Adipocytes and osteoblasts are derived from the same progenitor cells – BMSCs. HFD has been reported to induce BMSCs to differentiate into adipocytes rather than osteoblasts, which may be one of the reasons for HFD-related bone loss. We found that HFD feeding significantly enhanced PPARγ expression and epididymal fat pad accumulation in WT mice, which was disadvantageous to bone metabolism. However, the increased level of PPARγ in IL6−/− mice on HFD was much lower than that in WT mice on the same diet. Consistent with lower level of PPARγ, the accumulation of body weight and epididymal fat pad weight was lower in IL6−/− mice on HFD than that in WT mice on the same diet. On the other hand, we found lower mRNA expression of Runx2 and Colla1 in WT mice after high-fat diet feeding, as well as lower ALP activity and mRNA expression of Runx2 and Colla1 in WT osteoblasts after treatment with PA. However, we found higher mRNA level of Runx2 in IL6−/− mice after HFD and PA-treated IL6−/− osteoblasts than that in WT mice and osteoblasts on the same treatment. Moreover, PA-treated IL6−/− osteoblasts showed higher ALP activity than PA-treated WT osteoblasts. These results indicate that knocking out IL6 gene protects abnormal adipocyteogenesis and osteoblastogenesis induced by the HFD. IL6 has been reported to inhibit Runx2 expression and ALP activity through SHP2/MEK2, SHP2/AKT2 and insulin-like growth factor 5 (IGFBP5) signal pathway (Peruzzi et al. 2012, Kaneshiro et al. 2014). This may be the mechanism for better osteoblastogenesis in IL6−/− mice on HFD.
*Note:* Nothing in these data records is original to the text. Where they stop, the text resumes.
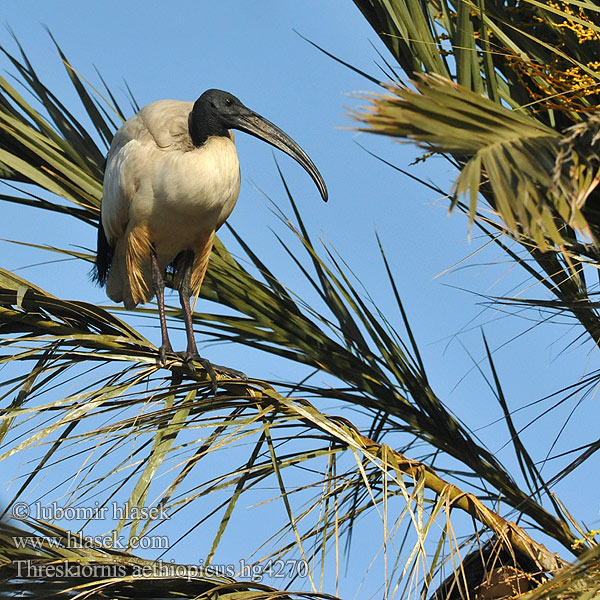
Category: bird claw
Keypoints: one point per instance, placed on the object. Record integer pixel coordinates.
(188, 359)
(162, 354)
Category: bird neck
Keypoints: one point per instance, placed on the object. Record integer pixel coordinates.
(203, 123)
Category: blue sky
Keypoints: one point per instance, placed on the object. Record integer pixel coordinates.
(250, 48)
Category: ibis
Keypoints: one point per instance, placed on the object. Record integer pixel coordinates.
(172, 178)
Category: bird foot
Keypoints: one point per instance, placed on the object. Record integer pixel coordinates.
(211, 369)
(162, 353)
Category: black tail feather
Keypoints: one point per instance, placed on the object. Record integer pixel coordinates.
(104, 255)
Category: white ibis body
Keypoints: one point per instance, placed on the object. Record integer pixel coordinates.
(172, 178)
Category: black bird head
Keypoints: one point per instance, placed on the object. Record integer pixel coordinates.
(215, 112)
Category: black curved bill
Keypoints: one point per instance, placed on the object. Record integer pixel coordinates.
(256, 125)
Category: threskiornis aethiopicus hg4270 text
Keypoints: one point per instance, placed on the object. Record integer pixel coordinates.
(172, 178)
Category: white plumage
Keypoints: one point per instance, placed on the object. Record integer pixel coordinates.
(172, 178)
(156, 180)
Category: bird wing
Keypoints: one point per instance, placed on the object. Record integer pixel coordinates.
(160, 126)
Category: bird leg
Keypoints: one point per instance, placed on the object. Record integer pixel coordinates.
(159, 289)
(185, 293)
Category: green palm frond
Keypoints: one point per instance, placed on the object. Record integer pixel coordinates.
(42, 560)
(509, 152)
(146, 435)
It is well known that leptin and adiponectin are two important adipokines produced by adipocytes. Obesity is usually accompanied with higher level of leptin and lower level of adiponectin in the serum (Matsubara et al. 2002). Our research also confirmed that obesity induced by the high-fat diet was accompanied with the upregulation of leptin and downregulation of adiponectin in WT mice. In the obese state, IL6 is usually upregulated and acts as a positive regulator for leptin expression (Sarraf et al. 1997, Gualillo et al. 2000) and an inhibitor for adiponectin expression in adipocytes (Fasshauer et al. 2003, Ouchi & Walsh 2007). In this study, we found that HFD failed to downregulate adiponectin in IL6−/− mice, and the change in leptin in IL6−/− mice was much lower than that in WT mice on HFD. Our data further confirmed the regulating roles of IL6 on the expressions of leptin and adiponectin. Injecting leptin intracerebroventricularly leads to bone loss, whereas leptin knockout mice show higher bone mass (Elefteriou et al. 2004). Contrary to leptin, adiponectin promotes osteoblast differentiation and inhibits osteoclast formation (Oshima et al. 2006). Our data suggested that IL6 gene knockout may reduce adipocyte differentiation and accumulation, enhance the expression of adiponectin while inhibiting the expression of leptin, thus preventing bone loss induced by the high-fat diet.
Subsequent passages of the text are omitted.